À des fins de commodité, les questions sont réparties en six sections : 

  1. Tenir compte des personnes âgées dans l’évaluation des éventuelles répercussions des lois et des politiques.
  2. Se renseigner sur la loi ou la politique. Comment pouvons-nous savoir si les personnes âgées sont touchées par une loi ou une politique, en vigueur ou proposée, et, dans l’affirmative, dans quelle mesure elles le sont?
  3. Identifier les personnes âgées susceptibles d’être touchées par la loi ou la politique.
  4. Évaluer l’incidence du libellé de la loi ou de la politique sur les personnes âgées. Cette section comporte des questions visant à déterminer si les stratégies choisies pour atteindre l’objectif général de la loi ou de la politique sont conformes aux principes et tiennent compte des réalités des personnes âgées.
  5. Comprendre la façon dont les personnes âgées sont touchées par la mise en œuvre de la loi ou de la politique. Cette section présente des questions qui aident à évaluer si la loi ou la politique a, en pratique, l’effet souhaité et si elle a des répercussions positives ou négatives sur la vie des personnes âgées.
  6. Contrôler et évaluer la loi ou la politique, après sa mise en œuvre. Le contrôle et l’évaluation des lois et des politiques sont étroitement liés à leur examen, ce qui nous ramène à la première section et soulève la nécessité d’une réévaluation régulière des lois et des politiques. 

L’ordre des questions d’évaluation vise à fournir une structure logique pour guider l’analyse des lois et des politiques. Cependant, jusqu’à un certain point, toute dissociation est superflue : il est impossible de tracer une démarcation bien nette entre le processus et le contenu, ou entre l’objectif et la mise en œuvre. Il existe, bien entendu, un certain chevauchement entre les différentes sections. 
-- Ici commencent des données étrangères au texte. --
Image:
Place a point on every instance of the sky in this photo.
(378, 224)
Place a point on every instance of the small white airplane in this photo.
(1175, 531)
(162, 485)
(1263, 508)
Il importe également de noter que, compte tenu du vaste éventail de lois et de politiques pouvant toucher les personnes âgées, les sections et les questions ne sont pas aussi pertinentes pour chacune des lois et des politiques. 

La CDO sollicitera les commentaires de nombreux intervenants, y compris des personnes âgées, au sujet du cadre provisoire et tiendra compte des commentaires obtenus pour préparer la version définitive du cadre, qui accompagnera le rapport final sur le projet.